Jokowi menegaskan, Indonesia harus lebih mandiri lagi untuk ke depannya. Jangan terus menerus dimanfaatkan negara lain. Oleh sebab itu, ia selalu menekankan pentingnya hilirisasi dalam upaya mendorong nilai tambah bagi ekonomi Indonesia.
"Kita sudah 400 tahun lebih mengirim barang-barang mentah ke luar negeri. Yang kaya mereka, yang menjadi negara maju mereka, kita tidak bisa melompat. Inilah yang sering saya sampaikan pentingnya hilirisasi," pungkasnya.
Advertisement
Bahlil Soal Rencana Perbaikan ESDM: Dongkrak Lifting Minyak hingga Beresi 300 Izin
Sebelumnya, Menteri Energi dan Sumber Daya Mineral (ESDM) Bahlil Lahadalia mengungkapkan, dirinya telah mandat oleh Presiden Joko Widodo (Jokowi) untuk melakukan perbaikan-perbaikan dalam pengelolaan sektor ESDM.
Meski baru dilantik Agustus 2024 lalu, Bahlil menyebut tidak bisa dijadikan alasan untuk tidak melakukan penataan ke arah yang lebih baik.
"Tuntutan perintah dari Pak Presiden Jokowi itu bukan saya baru belajar, di ESDM harus tancap gas. Karena saya melanjutkan apa yang sudah dilakukan oleh pemimpin terdahulu Pak Arifin yang sudah baik saya lanjutkan.

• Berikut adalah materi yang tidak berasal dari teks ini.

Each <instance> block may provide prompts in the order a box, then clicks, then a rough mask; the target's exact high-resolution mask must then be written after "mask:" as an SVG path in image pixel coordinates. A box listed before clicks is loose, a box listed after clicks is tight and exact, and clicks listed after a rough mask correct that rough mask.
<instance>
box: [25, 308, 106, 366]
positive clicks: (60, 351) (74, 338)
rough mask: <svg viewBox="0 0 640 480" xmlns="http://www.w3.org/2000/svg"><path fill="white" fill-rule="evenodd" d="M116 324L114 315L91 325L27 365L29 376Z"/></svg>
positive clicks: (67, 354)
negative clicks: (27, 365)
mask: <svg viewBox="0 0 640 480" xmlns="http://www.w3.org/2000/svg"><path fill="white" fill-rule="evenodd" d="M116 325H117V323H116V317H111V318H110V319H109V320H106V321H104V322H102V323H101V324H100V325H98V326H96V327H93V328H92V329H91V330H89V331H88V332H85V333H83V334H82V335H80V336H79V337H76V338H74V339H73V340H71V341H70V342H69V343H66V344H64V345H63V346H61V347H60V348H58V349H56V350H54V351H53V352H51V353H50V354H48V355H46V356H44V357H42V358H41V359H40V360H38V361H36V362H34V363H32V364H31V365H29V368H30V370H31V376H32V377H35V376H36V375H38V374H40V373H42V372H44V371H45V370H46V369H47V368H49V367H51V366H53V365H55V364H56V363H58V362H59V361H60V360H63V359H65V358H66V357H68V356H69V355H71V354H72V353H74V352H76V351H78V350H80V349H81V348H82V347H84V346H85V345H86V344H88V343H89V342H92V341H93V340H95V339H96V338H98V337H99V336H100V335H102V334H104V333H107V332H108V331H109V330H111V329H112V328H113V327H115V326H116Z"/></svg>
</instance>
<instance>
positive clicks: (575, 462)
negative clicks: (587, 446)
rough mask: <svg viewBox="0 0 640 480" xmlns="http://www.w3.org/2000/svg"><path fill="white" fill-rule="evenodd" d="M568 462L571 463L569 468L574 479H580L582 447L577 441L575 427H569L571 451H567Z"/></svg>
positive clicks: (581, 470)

Tapi kalau yang belum maka kita melakukan perbaikan," kata Bahlil dalam keterangan resmi Kementerian ESDM, Minggu (29/9/2024).
Penataan-penataan yang dilakukan, sambung Bahlil, salah satunya mendongkrak angka lifting minyak bumi. Mengingat kondisi konsumsi minyak berada di angka 1,5-1,6 juta barel per hari.
Sedangkan produksi minyak nasional hanya berada pada angka 600 ribu barel per hari. Sehingga menyebabkan membengkaknya impor minyak dan mengurangi devisa negara.
Untuk mengatasi permasalahan lifting minyak tersebut, ia membeberkan usaha yang dilakukan dengan reaktivasi sumur-sumur yang idle untuk diupayakan produksi minyaknya. Kemudian, dengan mengintervensi sumur eksisting lewat penerapan teknologi-teknologi agar ada kenaikan produksi. Seperti dilakukan oleh Pertamina di Blok Rokan, Riau, dengan memanfaatkan teknologi EOR.
Tak hanya itu, penataan percepatan perizinan juga menjadi salah satu fokusnya. Bahlil menyebut untuk izin eksplorasi minyak dan gas bumi butuh 300 izin.
"Bayangkan kalau (mengurus) izinnya satu izin satu hari, 1 tahun baru urus izin. Kalau satu izin bisa selesai dalam tiga hari, berarti 3 tahun hanya buat (mengurus) izin. Jadi bayangkan ke ketidakefektifan kita terhadap usaha hulu migas," tegas dia.
Layanan Perizinan di ESDM
Bahlil mengatakan, layanan perizinan di ESDM sudah melalui Online Single Submission (OSS), namun belum maksimal karena masih harus dilakukan simplifikasi dalam perizinan. Sehingga akan dirapikan secara bertahap untuk mempercepat proses perizinan di Kementerian ESDM.
Hal lain yang perlu ditata, lanjutnya, bagaimana mendorong porsi pemanfaatan Energi Baru Terbarukan (EBT) dalam bauran energi. Indonesia masih kekurangan 8,1 GW, atau 8.100 MW, atau secara persentase masih kurang sekitar 8 persen dari target.
"(Bauran EBT) kita yang harusnya sudah 23 persen di tahun depan. Kita masih kurang sekitar 8,1 GW. Itu sama dengan kurang lebih sekitar 8 persen. kekurangan kita," pungkas Bahlil.